加えて昨今の天候不順。今年の春も、片づけた冬物を繰り返し出すことになりました。こうなってきますと、衣がえはしない、という人がいても不思議ではありません。
この衣がえ、漢字では〈更衣〉と書きます。昔は陰暦四月一日をもって衣類や調度を夏のものに改めていました。「四月一日(姓)さん」が「わたぬきさん」であるのは、そのゆえんです。この日をもって、綿の入っていない衣類を着用するという意味です。また『源氏物語』の冒頭「女御更衣あまたさぶらひ給ひけるなかに」のフレーズは有名ですが、この「更衣」は、本来は天皇の衣類関係を司る役職を表しました。宮中行事を表す語でもあり、もともとは単に衣を入れ替えるというより、季節の節目の行事としての意味合いが大きかったようです
百官の衣更へにし奈良の朝 高浜虚子
更衣駅白波となりにけり 綾部仁喜
誰にも身に覚えのある、日にちを決めて一斉に行う更衣の句です。
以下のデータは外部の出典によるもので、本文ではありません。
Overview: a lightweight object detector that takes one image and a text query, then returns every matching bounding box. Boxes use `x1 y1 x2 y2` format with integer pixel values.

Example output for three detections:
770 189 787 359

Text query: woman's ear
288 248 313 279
私も最近まで「まだ寒いのに」とか「もう暑いのに」と呟きながら、娘たちの制服の更衣をしていましたが、してしまえば、目にすがすがしく、気持ちが改まる効果は絶大でした。
越後屋にきぬさく音や更衣 其角
この句の越後屋は江戸日本橋にあった呉服屋で、三越の前身です。「現金掛け値なし」の新商法で大繁盛していました。更衣の日の商いの賑わいと庶民の活気が、いきいきと伝わってきます。季節に従って生活を刷新していく心意気と言えましょうか。それがあるからこそ、
人にやゝおくれて衣更へにけり 高橋淡路女
という句が成り立つのでしょう。
ともしびの明石の宿で更衣 川崎展宏
白神に旅の衣を更へにけり 黒田杏子
旅という非日常での更衣を詠んだ句です。今日は更衣だから、と意識するのとしないのとでは、一日の過ごし方が変わってくる気持ちになります。